A computational swarm usually consists of numerous numbers of members. The number of which are significant larger than any former complex system. For example, the millions or even trillions smart particles contained in the smart paint on an intelligent wall.


2) Limited and unreliable members

Because of their tiny sizes and cheap cost, the members of a computational swarm are very limited in their computational capabilities and resources. They have very limited memory, power. They can only do very simple computation tasks and can only communicate within a neighborhood that is very small compared with the range of the whole system.

What's more, because of their limited resources and the usually hostile environments they are supposed to run, those members are very unreliable. They can fail at any time either because of lack of power or any hardware failures.
3) Irregular deployment and interconnection

With their large numbers, it is natural that, those swarm members are usually irregular deployed and connected.


4) Complex system goals

While composed with such simple, locally interacting, limited, unreliable and irregularly connected members, the intended global system services or behaviors of a swarm are usually very complex and sophisticated.

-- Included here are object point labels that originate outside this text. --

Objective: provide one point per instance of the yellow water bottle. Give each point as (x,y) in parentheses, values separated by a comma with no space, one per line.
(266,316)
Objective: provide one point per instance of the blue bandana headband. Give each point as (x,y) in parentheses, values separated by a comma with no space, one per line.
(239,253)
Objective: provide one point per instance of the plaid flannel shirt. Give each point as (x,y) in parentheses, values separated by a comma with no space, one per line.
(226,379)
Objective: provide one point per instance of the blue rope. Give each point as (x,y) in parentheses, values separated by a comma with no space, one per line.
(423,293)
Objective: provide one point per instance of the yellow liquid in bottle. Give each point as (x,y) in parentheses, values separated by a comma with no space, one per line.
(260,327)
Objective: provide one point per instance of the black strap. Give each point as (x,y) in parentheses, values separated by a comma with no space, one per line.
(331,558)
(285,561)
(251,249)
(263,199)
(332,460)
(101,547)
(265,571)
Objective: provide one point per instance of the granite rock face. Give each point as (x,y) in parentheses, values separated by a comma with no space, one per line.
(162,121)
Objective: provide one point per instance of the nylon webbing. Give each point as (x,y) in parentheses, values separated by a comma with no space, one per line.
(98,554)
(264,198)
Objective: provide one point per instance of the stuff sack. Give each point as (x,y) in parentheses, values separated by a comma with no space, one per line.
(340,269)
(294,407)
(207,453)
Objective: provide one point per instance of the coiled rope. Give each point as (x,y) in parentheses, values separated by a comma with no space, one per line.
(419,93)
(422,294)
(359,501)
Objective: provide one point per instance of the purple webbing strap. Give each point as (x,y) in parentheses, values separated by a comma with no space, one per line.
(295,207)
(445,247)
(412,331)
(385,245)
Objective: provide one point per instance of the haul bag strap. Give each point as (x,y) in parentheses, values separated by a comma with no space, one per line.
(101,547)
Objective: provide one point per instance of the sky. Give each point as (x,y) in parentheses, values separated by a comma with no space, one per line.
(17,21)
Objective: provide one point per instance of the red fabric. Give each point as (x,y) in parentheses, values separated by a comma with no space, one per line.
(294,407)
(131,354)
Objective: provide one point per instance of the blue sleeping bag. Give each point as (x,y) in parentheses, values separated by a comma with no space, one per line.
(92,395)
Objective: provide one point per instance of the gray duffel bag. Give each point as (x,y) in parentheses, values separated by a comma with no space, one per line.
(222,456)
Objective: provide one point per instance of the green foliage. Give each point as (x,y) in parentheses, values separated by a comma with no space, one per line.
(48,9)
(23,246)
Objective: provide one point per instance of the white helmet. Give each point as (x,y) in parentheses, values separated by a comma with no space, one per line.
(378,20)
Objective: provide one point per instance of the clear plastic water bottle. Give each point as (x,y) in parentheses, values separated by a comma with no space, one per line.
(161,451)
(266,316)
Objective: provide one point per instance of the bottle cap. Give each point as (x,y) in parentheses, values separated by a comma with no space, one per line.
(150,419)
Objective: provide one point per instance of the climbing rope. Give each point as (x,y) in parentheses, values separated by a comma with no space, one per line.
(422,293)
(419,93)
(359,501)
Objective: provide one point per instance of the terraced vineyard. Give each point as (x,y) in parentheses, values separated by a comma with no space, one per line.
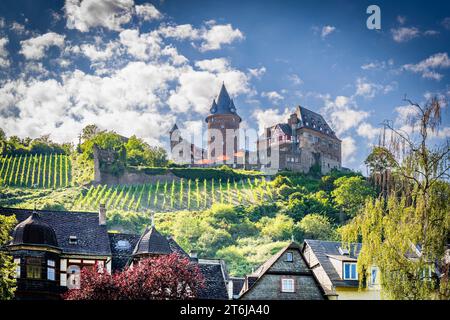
(35,171)
(175,195)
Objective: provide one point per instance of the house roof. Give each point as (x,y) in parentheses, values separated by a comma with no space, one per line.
(152,242)
(215,286)
(92,237)
(122,246)
(324,250)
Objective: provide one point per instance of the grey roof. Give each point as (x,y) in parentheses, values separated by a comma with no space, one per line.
(122,246)
(33,230)
(152,242)
(223,105)
(92,237)
(314,121)
(215,287)
(324,250)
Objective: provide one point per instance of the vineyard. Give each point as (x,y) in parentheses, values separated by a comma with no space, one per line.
(36,171)
(175,195)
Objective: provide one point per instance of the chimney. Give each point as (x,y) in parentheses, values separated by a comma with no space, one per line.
(194,256)
(102,215)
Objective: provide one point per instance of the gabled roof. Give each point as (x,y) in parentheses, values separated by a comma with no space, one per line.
(314,121)
(152,242)
(326,250)
(92,237)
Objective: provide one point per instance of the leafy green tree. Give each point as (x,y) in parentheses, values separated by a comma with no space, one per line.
(351,193)
(7,266)
(406,233)
(316,226)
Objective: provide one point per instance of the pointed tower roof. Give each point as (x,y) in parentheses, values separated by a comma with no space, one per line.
(223,104)
(152,242)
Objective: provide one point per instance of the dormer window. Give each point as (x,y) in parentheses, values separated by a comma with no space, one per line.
(289,257)
(73,240)
(349,271)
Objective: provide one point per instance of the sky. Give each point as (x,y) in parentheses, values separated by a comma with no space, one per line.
(137,67)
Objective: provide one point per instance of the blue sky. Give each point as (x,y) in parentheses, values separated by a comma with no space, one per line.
(136,66)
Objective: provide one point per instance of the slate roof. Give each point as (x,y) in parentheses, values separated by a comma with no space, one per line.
(324,250)
(223,105)
(215,287)
(92,237)
(122,246)
(152,242)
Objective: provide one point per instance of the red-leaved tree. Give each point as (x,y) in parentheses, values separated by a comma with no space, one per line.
(165,277)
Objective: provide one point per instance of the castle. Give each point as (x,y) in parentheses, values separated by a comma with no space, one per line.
(305,141)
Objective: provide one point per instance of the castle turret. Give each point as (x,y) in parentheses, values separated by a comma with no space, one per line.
(222,116)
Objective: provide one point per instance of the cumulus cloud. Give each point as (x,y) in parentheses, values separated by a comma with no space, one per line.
(269,117)
(4,61)
(34,48)
(427,67)
(326,31)
(110,14)
(368,131)
(211,36)
(343,113)
(273,96)
(147,12)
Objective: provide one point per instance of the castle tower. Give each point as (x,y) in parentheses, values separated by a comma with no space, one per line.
(222,116)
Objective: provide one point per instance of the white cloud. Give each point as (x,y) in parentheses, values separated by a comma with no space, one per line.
(342,113)
(348,149)
(427,67)
(368,131)
(4,61)
(404,34)
(257,72)
(269,117)
(147,12)
(110,14)
(326,31)
(295,79)
(273,96)
(212,36)
(35,48)
(213,65)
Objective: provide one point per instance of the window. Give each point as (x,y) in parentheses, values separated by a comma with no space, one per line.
(51,270)
(73,240)
(17,263)
(34,268)
(73,275)
(373,276)
(287,285)
(350,271)
(289,257)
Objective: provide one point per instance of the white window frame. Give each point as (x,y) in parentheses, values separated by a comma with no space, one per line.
(350,277)
(287,285)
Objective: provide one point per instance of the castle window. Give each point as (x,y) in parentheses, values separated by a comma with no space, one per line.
(34,268)
(73,240)
(289,257)
(17,263)
(287,285)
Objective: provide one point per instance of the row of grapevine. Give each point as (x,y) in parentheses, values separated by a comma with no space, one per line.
(35,171)
(175,195)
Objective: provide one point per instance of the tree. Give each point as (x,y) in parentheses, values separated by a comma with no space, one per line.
(406,233)
(7,266)
(166,277)
(316,226)
(351,193)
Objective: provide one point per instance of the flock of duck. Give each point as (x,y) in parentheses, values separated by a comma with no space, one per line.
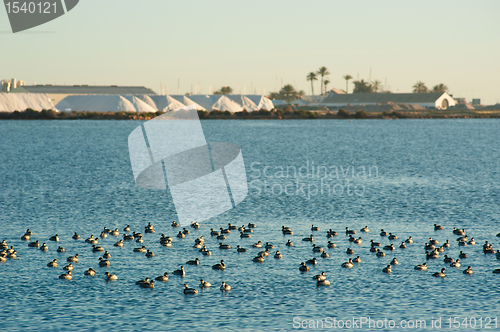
(432,248)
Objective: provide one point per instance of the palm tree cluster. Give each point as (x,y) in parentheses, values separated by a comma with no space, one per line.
(420,87)
(313,76)
(225,90)
(287,93)
(366,87)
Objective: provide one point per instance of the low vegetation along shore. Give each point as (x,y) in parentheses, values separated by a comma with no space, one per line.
(278,114)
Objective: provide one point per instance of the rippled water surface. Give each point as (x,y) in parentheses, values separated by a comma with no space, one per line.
(403,176)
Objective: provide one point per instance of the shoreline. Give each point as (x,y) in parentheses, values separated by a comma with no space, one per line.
(278,114)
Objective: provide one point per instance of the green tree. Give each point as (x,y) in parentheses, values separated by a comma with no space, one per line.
(376,86)
(440,88)
(322,71)
(420,87)
(362,87)
(225,90)
(347,78)
(289,93)
(312,77)
(326,82)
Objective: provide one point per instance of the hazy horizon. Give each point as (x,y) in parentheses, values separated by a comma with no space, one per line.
(260,45)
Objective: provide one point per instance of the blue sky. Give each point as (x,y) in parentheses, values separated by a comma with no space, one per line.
(259,44)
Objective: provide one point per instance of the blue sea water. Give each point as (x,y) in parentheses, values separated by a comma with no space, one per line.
(402,176)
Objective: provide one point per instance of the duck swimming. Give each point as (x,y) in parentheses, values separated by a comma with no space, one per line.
(240,249)
(303,267)
(389,247)
(141,249)
(104,262)
(219,266)
(259,259)
(53,263)
(264,253)
(320,277)
(72,258)
(35,244)
(322,283)
(110,276)
(348,264)
(308,239)
(440,274)
(97,248)
(205,284)
(448,259)
(180,272)
(421,267)
(193,262)
(89,272)
(225,287)
(317,248)
(163,277)
(188,290)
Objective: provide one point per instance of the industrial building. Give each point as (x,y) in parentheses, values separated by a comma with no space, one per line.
(428,100)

5) Self-organized and adaptive

Members are irregularly deployed and connected. What's more, unreliable members can very easily fail and new members should be able to be deployed into the system very easily. So the system must be self-organized and adaptive.




1.2.The Challenge: Simple and Autonomous Members via Sophisticated Global behaviors


With so many members, the bottleneck and overhead of a centralized control mechanism will become intolerable in the swarm computing model. What's more, the numerous numbers of members make it very hard or nearly impossible to identify and program each member respectively. So the system has to employ decentralized control mechanism. Each member must be autonomous. In addition, because of their limited power and resources, members are very simple and can only interact locally.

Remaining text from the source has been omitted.